Rindopepimut, in all the studies it has been assessed in, had minimal toxicities. This is a treatment that we want the community oncologists to know about, in that it can improve survival and it is safe and very well tolerated for this patient population. They have to help us identify who these patients are. The only way to do that is to test the tumor for the expression of this marker, EGFRvIII. That is routinely done by a reverse transcription polymerase chain reaction (RT-PCR) assay. Academic centers can easily, and routinely, do that, but unless that testing is done, these patients will never be identified and they will not have access to this effective therapy.

TARGETED ONCOLOGY:

Five years from now, where do you see immunotherapies in brain cancer, and where does rindopepimut fit in?

REARDON:

The ReACT study done in recurrent patients is a very important first step, specifically for rindopepimut. The registration study, a randomized phase III study placebo-controlled double blind in newly diagnosed glioblastoma patients, has complete accrual and will be reporting within 6 to 12 months.

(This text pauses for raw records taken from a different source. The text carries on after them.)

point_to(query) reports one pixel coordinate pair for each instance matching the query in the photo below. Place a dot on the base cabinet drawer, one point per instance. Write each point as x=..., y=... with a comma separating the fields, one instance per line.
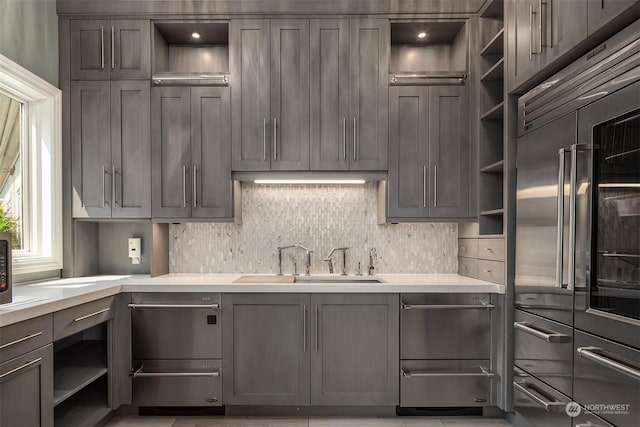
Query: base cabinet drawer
x=445, y=383
x=177, y=383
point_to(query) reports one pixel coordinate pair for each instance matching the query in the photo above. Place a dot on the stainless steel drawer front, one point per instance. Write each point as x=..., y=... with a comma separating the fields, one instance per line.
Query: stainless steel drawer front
x=445, y=383
x=176, y=326
x=177, y=383
x=544, y=349
x=466, y=336
x=539, y=403
x=607, y=379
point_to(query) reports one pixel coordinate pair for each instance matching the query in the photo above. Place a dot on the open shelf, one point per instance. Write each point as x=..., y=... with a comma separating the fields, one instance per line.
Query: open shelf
x=494, y=113
x=495, y=45
x=77, y=366
x=494, y=73
x=494, y=167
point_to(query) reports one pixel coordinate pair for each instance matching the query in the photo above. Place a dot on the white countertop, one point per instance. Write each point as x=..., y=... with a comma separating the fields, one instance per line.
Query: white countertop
x=47, y=297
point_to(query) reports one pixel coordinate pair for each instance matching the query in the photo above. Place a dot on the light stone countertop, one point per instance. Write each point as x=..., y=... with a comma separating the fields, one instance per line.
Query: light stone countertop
x=48, y=297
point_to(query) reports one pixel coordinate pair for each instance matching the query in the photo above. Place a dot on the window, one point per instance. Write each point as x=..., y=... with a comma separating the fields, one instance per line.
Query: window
x=30, y=169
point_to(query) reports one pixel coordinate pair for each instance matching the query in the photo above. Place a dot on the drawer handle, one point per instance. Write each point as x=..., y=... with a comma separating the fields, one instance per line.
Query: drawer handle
x=140, y=374
x=214, y=306
x=483, y=373
x=550, y=337
x=592, y=353
x=18, y=341
x=483, y=304
x=104, y=310
x=549, y=406
x=19, y=368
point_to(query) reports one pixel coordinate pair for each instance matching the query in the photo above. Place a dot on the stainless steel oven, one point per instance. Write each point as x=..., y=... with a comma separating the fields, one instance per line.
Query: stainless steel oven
x=607, y=299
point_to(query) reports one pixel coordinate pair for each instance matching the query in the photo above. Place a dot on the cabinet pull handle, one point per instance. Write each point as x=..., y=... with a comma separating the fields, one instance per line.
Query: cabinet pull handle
x=344, y=138
x=354, y=138
x=304, y=329
x=275, y=138
x=213, y=306
x=184, y=186
x=195, y=186
x=550, y=337
x=548, y=405
x=113, y=44
x=435, y=186
x=19, y=368
x=114, y=194
x=102, y=48
x=18, y=341
x=81, y=318
x=424, y=186
x=264, y=139
x=592, y=353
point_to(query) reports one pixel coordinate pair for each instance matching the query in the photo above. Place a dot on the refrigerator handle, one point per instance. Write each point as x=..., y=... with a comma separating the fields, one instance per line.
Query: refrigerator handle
x=572, y=216
x=560, y=238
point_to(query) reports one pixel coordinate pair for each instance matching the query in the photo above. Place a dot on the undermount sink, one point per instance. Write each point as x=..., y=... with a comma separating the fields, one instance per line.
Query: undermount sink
x=337, y=279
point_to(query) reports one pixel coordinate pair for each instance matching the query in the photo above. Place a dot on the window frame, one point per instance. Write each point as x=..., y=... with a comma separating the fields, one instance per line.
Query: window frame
x=41, y=124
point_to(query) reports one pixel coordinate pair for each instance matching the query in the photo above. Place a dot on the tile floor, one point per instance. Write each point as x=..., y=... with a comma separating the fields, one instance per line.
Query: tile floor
x=124, y=421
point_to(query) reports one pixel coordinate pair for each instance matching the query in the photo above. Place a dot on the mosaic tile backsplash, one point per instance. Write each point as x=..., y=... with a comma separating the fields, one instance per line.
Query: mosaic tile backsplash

More importantly, providing proof of concept that immunotherapy can help brain cancer patients is a very important step. Most of us were taught in medical school that the brain is immuno-privileged and therefore, immunotherapy may not have as much of an impact for brain cancer patients. We now know from research that is not the case and that the relative privilege of the central nervous system is not definitive by any means. There is a dynamic interaction between the systemic immune system and what is reactive in the brain.

So immunotherapies can integrate into the brain, pass through the blood-brain barrier, and can have a meaningful impact. Now we have proof-of-concept that specific immunotherapy treatment can improve survival for this disease. So my hope, my vision for the next 5 years, is that this is the first step and that many more will come forward looking at a variety of immunotherapy approaches — other vaccine strategies, adoptive T-cell approaches, and very importantly, what is currently being evaluated, the immune checkpoint inhibitors.

TARGETED ONCOLOGY:

Do you think immunotherapies will be used in combinations?

REARDON:

The benefit we’ve seen with rindopepimut underscores the critical need we are going to have to develop effective combination therapies. This benefit is real, it is improving survival for patients, but there are many factors that can impact the ultimate, definitive benefit. The tumor can reoccur and can no longer express the EGFRvIII protein.

If we had vaccines that combined and effectively attacked multiple different targets, then the immune editing and immune escape that can ultimately develop could be less likely of an issue.

In addition, we know that tumors have a number of immunosurpressive factors associated with them, so combining a treatment that has a very potent immunogenic effect, like a tumor-specific vaccine like rindopepimut, with treatments that can decrease some of the immunosurpressive factors in the tumor microenvironment, like the immune checkpoint inhibitors, is a logical and exciting potential to build on this.

I believe very strongly that the next steps are going to be to have to look at combination therapies if we are going to fully achieve the potential of these therapies for our patients.